Let’s practice English pronunciation rules, while trying to improve your listening skills by analyzing these two sentences.

“I understand how hard it’s got to be. But you have to do some work here!” (2x)

I said these two sentences very informally and naturally, and I transformed the speech as many native English speakers would in quick and casual conversation.

Let’s analyze.

Sentence #1

1) “I understand”

  • Notice how I connected my speech between all of the words in both sentences.
  • When I connected  “I” + “understand” –> [y] sound from “I” [aiy] became attached to “understand”, which then sounded like “yunderstand”.
    • I understand”

“understand how”

  • Here, I connected the speech, so that the “h” became a bit less pronounced. Sometimes in real life, I say the “h” and sometimes I don’t. This is because I don’t want it to slow me down. The goal of English is to be efficient — to say the most you can in the shortest amount of time. Saying an “h” clearly sometimes slows us down, so we often delete it in function words.

“hard it’s”

  • Notice how I connected the consonant [d] in “hard” + the vowel [ɪ] in “it’s” to say “dits”.
    • “har dit’s”
  • Note that “hard” is the more informal way of saying “difficult“. If I were speaking or writing in an academic or work setting, I would have said a more sophisticated term such as “difficult” or “challenging”.
  • Note also that “it’s” is also a bit more informal, and should be avoided in academic writing. You would write “it is”, or better yet, replace “is” with a more sophisticated verb.

“got to”

  • First, I connected the verb “got” + “to” –> “gotto” with no breath between words. Then,
  • I de-stressed that function word “to” and said it as [də].
    • “got__to” –> “gotto” –> “gotta”
  • Note that saying “got to” or “gotta” is an informal way of saying “has to” or “must”.

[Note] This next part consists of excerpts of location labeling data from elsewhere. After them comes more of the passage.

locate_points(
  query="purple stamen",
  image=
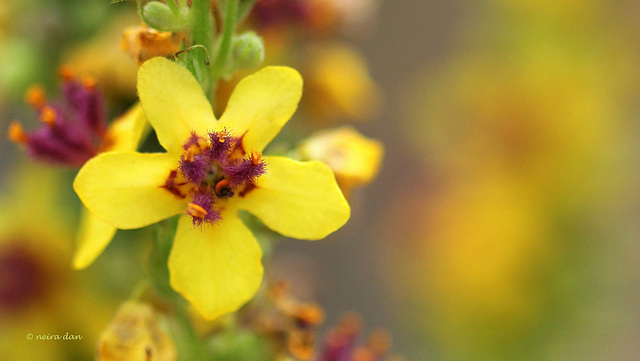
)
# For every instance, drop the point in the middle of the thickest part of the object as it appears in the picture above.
(195, 171)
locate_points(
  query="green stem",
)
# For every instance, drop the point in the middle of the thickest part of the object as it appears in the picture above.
(222, 56)
(201, 31)
(190, 346)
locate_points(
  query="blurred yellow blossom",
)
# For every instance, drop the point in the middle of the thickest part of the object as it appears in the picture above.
(144, 43)
(135, 335)
(210, 174)
(354, 158)
(102, 59)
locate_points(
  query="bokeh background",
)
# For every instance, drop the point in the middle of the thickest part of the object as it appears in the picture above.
(503, 224)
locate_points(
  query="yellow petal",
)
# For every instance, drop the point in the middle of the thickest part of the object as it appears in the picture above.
(125, 189)
(354, 158)
(125, 132)
(93, 237)
(261, 104)
(173, 102)
(297, 199)
(217, 268)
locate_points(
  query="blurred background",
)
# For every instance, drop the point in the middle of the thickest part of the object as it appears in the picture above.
(503, 222)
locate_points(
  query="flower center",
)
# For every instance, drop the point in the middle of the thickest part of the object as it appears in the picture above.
(211, 170)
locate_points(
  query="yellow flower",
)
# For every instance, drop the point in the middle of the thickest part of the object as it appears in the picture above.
(213, 169)
(354, 158)
(94, 235)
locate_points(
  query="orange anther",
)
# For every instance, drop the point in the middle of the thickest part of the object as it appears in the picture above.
(309, 314)
(48, 116)
(89, 83)
(222, 136)
(189, 155)
(220, 185)
(35, 96)
(65, 73)
(16, 133)
(196, 211)
(256, 157)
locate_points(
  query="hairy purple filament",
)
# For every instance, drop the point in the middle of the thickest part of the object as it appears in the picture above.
(216, 168)
(72, 132)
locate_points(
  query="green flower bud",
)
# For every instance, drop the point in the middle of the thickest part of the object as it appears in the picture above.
(160, 17)
(247, 51)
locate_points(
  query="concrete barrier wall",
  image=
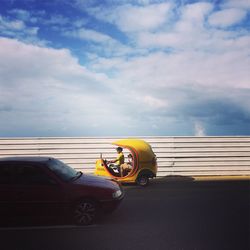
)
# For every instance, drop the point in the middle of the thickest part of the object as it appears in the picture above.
(187, 156)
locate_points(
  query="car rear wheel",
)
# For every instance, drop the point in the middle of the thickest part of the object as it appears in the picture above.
(84, 213)
(143, 180)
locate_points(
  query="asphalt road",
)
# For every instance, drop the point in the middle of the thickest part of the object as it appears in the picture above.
(179, 214)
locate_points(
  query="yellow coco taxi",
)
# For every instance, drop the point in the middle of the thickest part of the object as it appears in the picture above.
(139, 165)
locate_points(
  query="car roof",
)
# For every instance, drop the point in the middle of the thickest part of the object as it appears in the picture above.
(35, 159)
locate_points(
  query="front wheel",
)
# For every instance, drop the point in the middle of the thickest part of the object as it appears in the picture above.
(143, 180)
(84, 213)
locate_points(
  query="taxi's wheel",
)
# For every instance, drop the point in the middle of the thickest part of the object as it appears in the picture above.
(143, 180)
(84, 213)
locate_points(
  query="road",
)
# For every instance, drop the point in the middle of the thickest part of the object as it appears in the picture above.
(173, 214)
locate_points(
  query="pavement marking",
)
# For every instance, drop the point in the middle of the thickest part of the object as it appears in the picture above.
(47, 227)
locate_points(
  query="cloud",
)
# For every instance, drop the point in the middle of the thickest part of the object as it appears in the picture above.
(18, 29)
(227, 17)
(88, 34)
(131, 18)
(244, 4)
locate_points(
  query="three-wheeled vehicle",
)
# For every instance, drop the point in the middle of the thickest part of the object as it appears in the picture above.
(142, 167)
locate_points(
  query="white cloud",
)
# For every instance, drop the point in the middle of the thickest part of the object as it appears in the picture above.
(130, 18)
(244, 4)
(21, 14)
(227, 17)
(17, 29)
(87, 34)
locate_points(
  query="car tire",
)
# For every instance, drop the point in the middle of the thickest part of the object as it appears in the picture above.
(143, 180)
(84, 212)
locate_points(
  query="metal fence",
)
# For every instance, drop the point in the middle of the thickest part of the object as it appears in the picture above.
(187, 156)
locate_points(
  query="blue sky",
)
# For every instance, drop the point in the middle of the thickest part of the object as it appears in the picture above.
(124, 68)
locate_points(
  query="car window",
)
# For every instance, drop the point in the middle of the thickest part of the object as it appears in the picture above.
(5, 174)
(26, 174)
(62, 170)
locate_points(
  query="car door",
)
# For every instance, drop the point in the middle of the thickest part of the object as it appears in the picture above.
(36, 192)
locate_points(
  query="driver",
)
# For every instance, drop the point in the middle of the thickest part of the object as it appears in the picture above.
(119, 159)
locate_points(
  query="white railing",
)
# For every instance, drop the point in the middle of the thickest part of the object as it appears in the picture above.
(187, 156)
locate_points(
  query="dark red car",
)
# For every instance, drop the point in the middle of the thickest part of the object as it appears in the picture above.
(46, 187)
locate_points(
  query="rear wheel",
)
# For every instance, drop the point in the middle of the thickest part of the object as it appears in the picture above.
(143, 180)
(84, 213)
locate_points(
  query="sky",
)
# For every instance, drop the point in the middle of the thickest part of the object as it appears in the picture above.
(124, 68)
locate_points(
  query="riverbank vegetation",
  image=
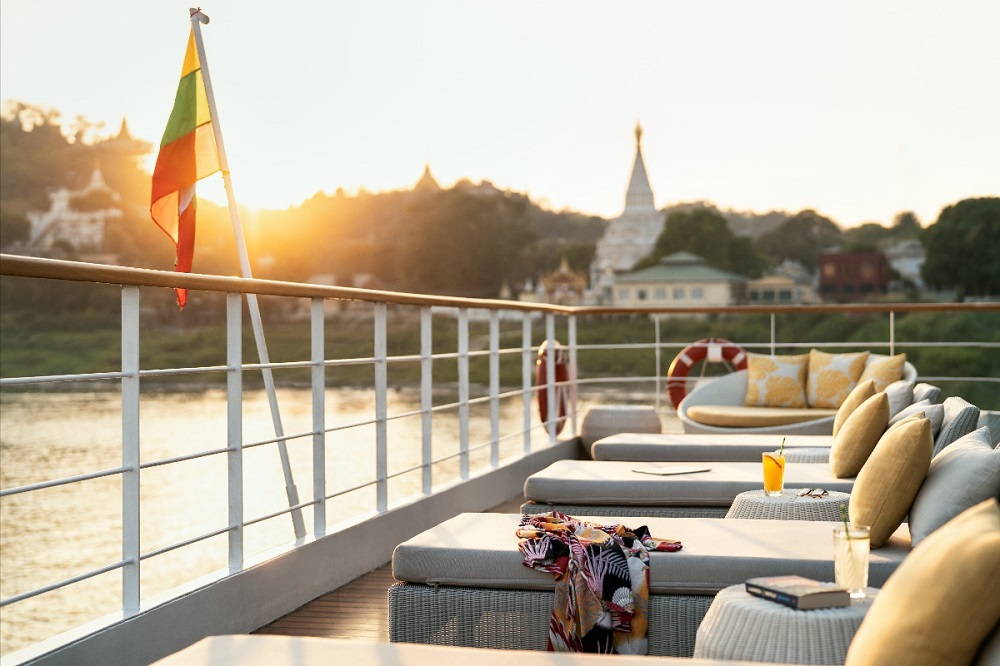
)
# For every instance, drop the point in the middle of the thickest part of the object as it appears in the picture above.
(43, 344)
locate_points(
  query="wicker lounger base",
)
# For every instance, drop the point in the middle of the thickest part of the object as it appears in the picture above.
(532, 508)
(519, 619)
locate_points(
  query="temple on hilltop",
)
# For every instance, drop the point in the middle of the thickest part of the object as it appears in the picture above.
(75, 222)
(632, 235)
(427, 182)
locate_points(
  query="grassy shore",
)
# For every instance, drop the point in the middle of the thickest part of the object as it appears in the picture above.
(90, 343)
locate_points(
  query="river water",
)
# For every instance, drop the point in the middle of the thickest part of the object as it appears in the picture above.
(58, 533)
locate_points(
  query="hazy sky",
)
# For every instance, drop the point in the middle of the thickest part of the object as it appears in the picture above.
(857, 109)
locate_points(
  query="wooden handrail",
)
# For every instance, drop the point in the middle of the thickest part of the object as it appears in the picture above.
(36, 267)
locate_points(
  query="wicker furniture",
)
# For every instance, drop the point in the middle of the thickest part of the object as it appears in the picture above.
(754, 504)
(741, 626)
(464, 583)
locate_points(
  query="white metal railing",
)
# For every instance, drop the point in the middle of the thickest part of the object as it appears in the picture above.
(130, 471)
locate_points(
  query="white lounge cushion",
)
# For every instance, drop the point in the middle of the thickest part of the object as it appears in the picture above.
(960, 418)
(480, 550)
(271, 650)
(740, 416)
(961, 476)
(900, 395)
(697, 446)
(613, 483)
(935, 412)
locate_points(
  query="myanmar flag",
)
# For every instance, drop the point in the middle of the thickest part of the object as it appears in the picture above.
(187, 154)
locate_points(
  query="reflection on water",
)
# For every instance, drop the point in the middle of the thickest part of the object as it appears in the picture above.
(55, 534)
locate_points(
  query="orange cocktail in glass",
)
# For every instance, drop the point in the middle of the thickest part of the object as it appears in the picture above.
(774, 473)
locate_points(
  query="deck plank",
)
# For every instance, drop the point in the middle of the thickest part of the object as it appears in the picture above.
(358, 610)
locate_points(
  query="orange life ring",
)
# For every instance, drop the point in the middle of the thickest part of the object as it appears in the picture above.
(541, 381)
(729, 352)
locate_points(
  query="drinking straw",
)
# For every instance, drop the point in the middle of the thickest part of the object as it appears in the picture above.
(843, 515)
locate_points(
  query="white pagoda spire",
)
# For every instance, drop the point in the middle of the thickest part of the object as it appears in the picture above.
(639, 195)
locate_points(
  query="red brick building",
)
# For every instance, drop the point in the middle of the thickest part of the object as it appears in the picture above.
(851, 277)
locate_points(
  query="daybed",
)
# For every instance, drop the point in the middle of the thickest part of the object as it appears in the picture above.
(914, 619)
(958, 418)
(464, 582)
(721, 406)
(611, 488)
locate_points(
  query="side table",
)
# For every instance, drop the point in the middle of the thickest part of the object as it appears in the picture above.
(755, 504)
(741, 626)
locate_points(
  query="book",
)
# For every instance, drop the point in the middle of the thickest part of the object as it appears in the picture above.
(799, 592)
(669, 470)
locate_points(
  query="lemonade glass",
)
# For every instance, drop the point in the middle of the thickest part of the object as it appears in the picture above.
(850, 558)
(774, 473)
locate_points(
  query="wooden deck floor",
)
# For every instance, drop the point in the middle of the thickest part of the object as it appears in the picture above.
(358, 610)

  • In English, we do not de-stress the last words in sentences, even if they are function words. So, you can say the “be” here nice and clearly in this case.

I’ll say this sentence again like a native English speaker would in casual conversation. Notice how the pitch of my voice (the musical note) goes slightly up on the more important words in the sentence.

“I understand how hard it’s gotta be.”


Sentence #2: 

“But you have to do some work here!”

“But you”

  • When you connect your speech and the [t] in “but” hits the [y] in “you”, [t] + [y] –> “ch” [tʃ].
  • Then, because “you” is a function word (a pronoun), I de-stressed it and said “you” as “ya”.
  • “But you” –> [bʌtʃə]

“have to”

  • When I combined the verb “have” + “to” –> “haveto”
  • I de-stressed the function word (the preposition) “to” –> [tə]
  • The voicelessness of that [t] (meaning, no vibration in the vocal chords) transformed the [v] in “have” –> its voiceless counterpart, a [f].
    • “have__to” –> “haveto” –> [hÆvtə] –> [hÆftə]


  • To create the “do” sound, be sure to round your lips to include the [w] sound at the end of [duw].

“some work here!”

  • Notice how I connected all of the words, and that I did not take breaths between each word.
  • “Work” was the focus word in this thought group, so because I wanted the listener to focus on that important word, my pitch went up a little.
    • “some work here.”
  • Also, because I connected my speech and am speaking with efficiency, notice that I slightly deleted the [h] sound in here, and said “ere” [iyr].
    • “work_ere.”

Sentence #2 one more time:

“But you have to do some work here!”

Notice how I pause for just a moment between the two sentences, and notice how my pitch (the musical note of my voice) goes up on stressed content words, and goes down at the end of each sentence.

“I understand how hard it’s got to be. But you have to do some work here!”

Remember, you do NOT need to use all of these pronunciation rules when you speak. And there’s no need to try to sound exactly like a native English speaker. Your individual accent gives you special character and carries your heritage in your speaking. Those are beautiful things to hold on to. What’s important is that you speak clearly, so that you can speak confidently, and that you learn pronunciation rules to improve your listening skills.